And of course, you can also find this piece in my new collection Miserable Adventure Stories.

Here’s a snippet:

Christmas last year will not be a day that I—nor anyone in my family— will soon forget, I dare say. I write this comfortably from a bed at my Aunt Sara’s house. As you know, we did not make it to Sara’s last year. And we were anything but comfortable. The storms and snow of last year were greater than any we’d seen in decades. And while that would not usually stop my daddy from makin’ the trip, Ethan, as you know, was quite sick.

Poor Ethan—all of four years—had been a fairly strong boy till that last year—when various sickness overtook him. I had been packing an overnight bag for the trip up north when my Uncle Campbell told me that Ethan was burning up and we’d have to stay put. Daddy had gone for the doctor—a half-day trip, at the least. Ma was in her bedroom laying compresses on Ethan. His fever was high.

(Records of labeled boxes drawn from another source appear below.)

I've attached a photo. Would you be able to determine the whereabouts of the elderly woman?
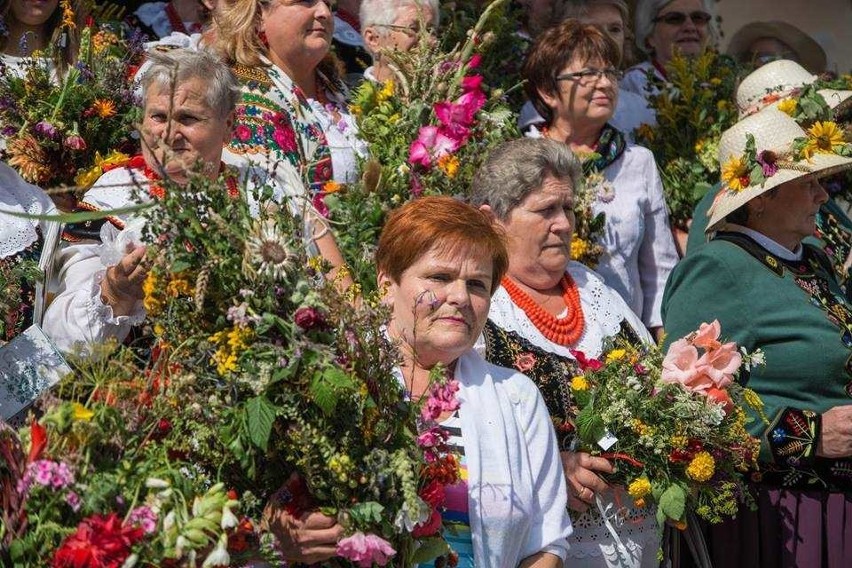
[0,0,84,77]
[523,20,678,340]
[663,108,852,567]
[376,197,571,568]
[518,0,656,140]
[214,0,366,198]
[471,138,660,567]
[361,0,441,83]
[621,0,717,103]
[0,162,59,345]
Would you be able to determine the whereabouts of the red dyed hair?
[376,196,509,294]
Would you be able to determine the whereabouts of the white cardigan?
[455,350,572,568]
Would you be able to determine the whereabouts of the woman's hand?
[816,405,852,458]
[263,503,343,564]
[561,452,613,513]
[101,246,148,316]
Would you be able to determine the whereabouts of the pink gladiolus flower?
[696,342,743,389]
[337,532,396,568]
[692,320,722,350]
[408,126,461,168]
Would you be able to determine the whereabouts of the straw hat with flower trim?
[737,59,852,118]
[706,107,852,231]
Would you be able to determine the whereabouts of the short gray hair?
[633,0,719,55]
[141,48,240,118]
[360,0,441,35]
[470,138,583,220]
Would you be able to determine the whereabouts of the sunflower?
[722,156,749,193]
[92,99,115,118]
[243,219,298,280]
[802,121,845,158]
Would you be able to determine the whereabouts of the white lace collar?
[725,223,804,260]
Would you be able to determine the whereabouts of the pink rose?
[696,342,743,389]
[692,320,722,350]
[660,339,710,390]
[337,532,396,568]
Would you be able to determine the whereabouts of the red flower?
[53,513,145,568]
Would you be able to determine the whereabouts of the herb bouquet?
[325,0,519,288]
[571,321,762,527]
[636,50,737,230]
[0,22,141,204]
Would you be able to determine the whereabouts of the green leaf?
[660,483,686,521]
[577,405,606,445]
[246,396,275,451]
[411,537,450,565]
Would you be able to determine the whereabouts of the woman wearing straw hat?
[663,108,852,568]
[686,60,852,292]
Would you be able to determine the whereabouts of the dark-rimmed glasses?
[555,67,624,84]
[654,10,713,26]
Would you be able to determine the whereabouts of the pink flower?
[408,126,461,168]
[234,124,251,142]
[696,342,743,389]
[660,339,710,390]
[337,532,396,568]
[692,320,722,350]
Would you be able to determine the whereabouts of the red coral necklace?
[501,274,586,347]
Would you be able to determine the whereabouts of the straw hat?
[707,108,852,231]
[737,59,852,118]
[728,21,827,73]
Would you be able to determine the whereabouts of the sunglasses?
[654,10,713,26]
[556,67,624,84]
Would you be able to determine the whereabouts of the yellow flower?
[778,99,799,116]
[74,165,103,189]
[627,477,651,501]
[803,121,844,158]
[722,156,748,192]
[686,452,716,483]
[376,79,394,103]
[73,402,95,422]
[92,99,115,118]
[438,154,459,178]
[571,237,589,260]
[606,349,627,364]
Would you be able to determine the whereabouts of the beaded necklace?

Over the past few years, my family had fallen into something of an isolation from the rest of the town, as tends to happen with farming families. Arguments are started and never resolved. Families lose touch and keep to themselves. And so, the begrudging offer to visit from my Aunt was quickly discarded when Ethan fell ill. Soon, a pallor lay over our house as wind crept in through chipped planks causing a low, solemn whistle. The holiday tree I’d cut down myself stood bent over, unseasonable.

Our town, Raglun, is a small one. There aren’t but forty, fifty families—all of whom I can name by sight. There’s little crime, no jail, and half the townsfolk can’t write or read proper. In fact, a great many, in this year of our lord 1873, still believe Lincoln runs the capital, if you can believe that.

Which may be why Ethan’s sickness—and his babbling in particular—came off so unsettling.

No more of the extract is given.